Thursday, January 3, 2013


Fischer Hall, host to all manner of community celebrations for more than a century.
I'm not certain why, but ever since I was a little tyke, I've had a terrible time asking for help or favors of any kind, or even simply telling people what I really need. For most of my life, being the strong, independent stoic has been my primary goal -- my ideal. I didn't want to rely on anybody, or owe them any favors. Now, well, I'm just not so sure anymore.

The Arnosky's big blue barn -- modeled after Fischer Hall, and raised via a community barn raising.
Having lived in Wimberley for several years now, I'm beginning to see the advantages of being part of a community where neighbor helps neighbor. I've also seen what happens when a neighborhood association gets out of control, focusing more on the me than the we, and nearly causes a neighborhood to fall apart.  I'm heartened and fascinated by folks like those out at Montesino Ranch, who came up with a new model for a new generation -- one where older people with land and money can give a leg up to young farmer wannabes who have neither, all for the greater good of the community.

Montesino Ranch -- a new model for a new generation.

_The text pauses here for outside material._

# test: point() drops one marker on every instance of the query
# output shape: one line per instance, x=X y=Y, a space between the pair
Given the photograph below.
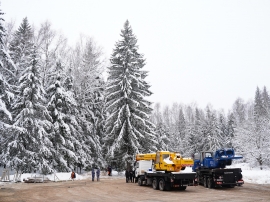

I'm beginning to understand how trading favors and paying things forward can be a really good thing, and that maybe those agricultural enclaves in days gone by, what with their community-wide barn-raisings, hay-baling, quilting bees and grape-harvesting, might just have a thing or two to teach us.

The most important thing I've learned, during my hubby's touch-and-go health crisis this fall -- when I had to juggle being with him in the ICU over in Austin, with a flooding house in Wimberley and an urgent need for legal assistance -- is that one person just can't do it all alone. It's physically impossible. Which is why I'm ever so grateful for friends I can rely on in a crunch -- even if it means being "beholden" to them.